Today marks the introduction of AMDs Opteron 6300 line of server processors, codenamed Abu Dhabi, based on the Piledriver core architecture. The new CPUs are poised to replace the Opteron 6200 series, codenamed Interlagos, based on last year’s Bulldozer architecture. The Piledriver cores deliver a slight performance increase and allow for a modest increase in clock rate.

With the manufacturing process unchanged at 32nm SOI at GLOBALFOUNDRIES’ Fab 1 in Dresden and no change in core-count or amount of cache, the Opteron 6300 series is an evolutionary improvement. The chip package consists of two dies forming a MCM (Multi-chip module). Each die features 4 modules including 2 ALUs and 1 FPU each, which amounts to 8 cores in AMD nomenclature.

Now some of the models come with less than 8 cores per module as there are variants with only 12, 8 and even 4 cores (yes that means only one active module per die). These SKUs are either based off partially defective dies, that didn’t meet the quality criteria on every module or are simply healthy die with the additional cores fused off. There are models ranging from 85W to 140W, with most are specc’ed at a 115W TDP. Compared to the desktop chips, AMD had to reduce clock rates a bit to hit the TDP targets with twice the number of cores. The full list of launch SKUs can be found in their press release. Most interestingly, not all of the models mentioned in the press release made it to AMD’s processor database.

The platform remains unchanged as well. The CPUs drop into the existing socket G34, which is an LGA design featuring 1974 contacts (the CPUs themselves only use 1944 of those). These are needed to support up to four DDR3 memory channels ? two per CPU die on the package. While this doesn’t change much, it allows existing servers to be upgraded with the new chips with a simple drop in CPU replacement, provided the vendor releases a BIOS upgrade. AMD used to tout this feature with their Opteron line again and again ever since it’s launch. It’s something rarely seen with competing products from Intel.

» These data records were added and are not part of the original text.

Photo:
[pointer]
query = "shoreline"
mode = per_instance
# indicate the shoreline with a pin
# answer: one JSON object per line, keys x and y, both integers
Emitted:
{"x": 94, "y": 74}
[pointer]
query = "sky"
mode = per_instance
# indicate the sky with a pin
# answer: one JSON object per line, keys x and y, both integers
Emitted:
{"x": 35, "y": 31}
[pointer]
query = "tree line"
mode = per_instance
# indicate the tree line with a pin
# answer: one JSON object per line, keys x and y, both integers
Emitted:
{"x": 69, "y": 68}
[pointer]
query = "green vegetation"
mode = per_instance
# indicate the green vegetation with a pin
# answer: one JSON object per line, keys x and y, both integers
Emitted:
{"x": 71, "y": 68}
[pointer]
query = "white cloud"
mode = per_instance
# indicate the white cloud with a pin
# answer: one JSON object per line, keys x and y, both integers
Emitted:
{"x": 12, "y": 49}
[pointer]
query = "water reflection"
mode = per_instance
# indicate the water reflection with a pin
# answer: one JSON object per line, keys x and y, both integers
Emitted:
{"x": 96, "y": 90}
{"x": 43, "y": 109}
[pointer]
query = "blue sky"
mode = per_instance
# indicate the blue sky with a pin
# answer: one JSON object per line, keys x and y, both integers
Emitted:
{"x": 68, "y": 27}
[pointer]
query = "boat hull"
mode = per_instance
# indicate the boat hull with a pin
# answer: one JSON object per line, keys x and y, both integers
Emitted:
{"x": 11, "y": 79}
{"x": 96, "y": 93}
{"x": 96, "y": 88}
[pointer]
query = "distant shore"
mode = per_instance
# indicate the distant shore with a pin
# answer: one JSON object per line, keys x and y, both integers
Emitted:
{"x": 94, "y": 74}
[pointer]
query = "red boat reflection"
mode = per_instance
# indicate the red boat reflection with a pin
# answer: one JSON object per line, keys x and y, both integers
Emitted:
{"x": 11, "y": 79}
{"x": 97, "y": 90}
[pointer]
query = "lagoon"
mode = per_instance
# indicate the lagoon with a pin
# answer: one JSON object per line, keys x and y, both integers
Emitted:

Regarding the platform, it should be noted that AMD didn’t bother to update their chipset accompanying their server CPUs for quite some time now. The server chipsets SR5650, SR5670 and SR5690 and the paired SP5100 southbridge were launched back in 2009. The southbridge is the server version of the SB700 series, which was actually launched in 2008. The northbridge is based on the 800 series chipset series, which itself was only a slightly updated 700 series chipset. AMD retrofitted these with some server features. On a 2012 platform we consider PCIe 2.0, SATA 3Gb/s and USB 2.0 an outdated feature set at the very least.

In their press release AMD cites a 24% performance increase over the previous Opteron 6200 generation in the SPECjbb2005 benchmark, which evaluates server performance with Java applications. Furthermore, AMD claims up to 40% increased performance per watt. These should be considered optimal cases, the average improvement will be a bit lower. Nevertheless, the new CPUs can be considered a straight upgrade with no downsides compared to the previous generation. Now, comparison with the competition is yet another story, that is beyond this article.

The Opteron 6300 series target 2-way or 4-way servers. AMD also announced that the Opteron 4300 series (Seoul) for 2-way and 3300 series (Delhi) for 1-way servers will launch in December. These are based on single dies with up to four modules which makes them more cost efficient.